- French: Le Cyclone de Noël
- Directed by: Alain Chicoine
- Written by: Dominic Anctil Marie-Élène Grégoire Louis-Philippe Rivard
- Produced by: Mélanie Viau
- Starring: Christine Beaulieu Véronique Cloutier Danielle Proulx Emi Chicoine Patrick Hivon
- Cinematography: François Laplante-Delagrave
- Edited by: Martin Gravel
- Music by: Jean-Sébastien Houle
- Production company: KOTV Productions
- Distributed by: Les Films Opale
- Release date: November 8, 2024;
- Running time: 90 minutes
- Country: Canada
- Language: French

= A Christmas Storm =

2024 Canadian film directed by Alain Chicoine

A Christmas Storm (Le Cyclone de Noël) is a Canadian comedy film, directed by Alain Chicoine and released in 2024.

A spinoff of the television series L'Œil du cyclone, the film centres on Isabelle Gagnon (Christine Beaulieu) scrambling to preserve her family's Christmas traditions. Her mother Louise (Danielle Proulx) has planned a trip to Florida with her boyfriend Michel (Luc Senay); her oldest daughter Jade (Emi Chicoine) is planning to have Christmas dinner with her boyfriend's family; and her younger children Emma (Juliette Aubé) and Jules (Joey Bélanger) have been invited to spend the holiday in New York City with their father Jean-François (Patrick Hivon) and his new wife Mylène (Catherine Souffront). Isabelle thus enlists her sister Éliane (Véronique Cloutier) to help sabotage everybody's plans so that she doesn't have to spend Christmas alone.

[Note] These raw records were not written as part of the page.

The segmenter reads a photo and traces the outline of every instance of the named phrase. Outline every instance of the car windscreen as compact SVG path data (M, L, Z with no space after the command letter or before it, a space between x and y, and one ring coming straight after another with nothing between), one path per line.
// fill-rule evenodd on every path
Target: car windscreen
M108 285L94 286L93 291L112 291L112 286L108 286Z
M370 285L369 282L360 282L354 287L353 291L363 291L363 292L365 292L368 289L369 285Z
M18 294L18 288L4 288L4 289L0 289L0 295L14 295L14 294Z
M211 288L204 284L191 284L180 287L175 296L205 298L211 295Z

The cast also includes Dominic Paquet, Étienne Lou, Louise Portal, Sonia Vachon, Pierre Verville, Carmen Sylvestre and Michèle Richard in supporting roles.

==Production==
The film was shot in Montreal in spring 2024.

==Distribution==
The film premiered on November 8, 2024. It surpassed the $1 million benchmark for box office success in the Quebec market within two weeks of its release, and passed the $2 million mark after four weeks.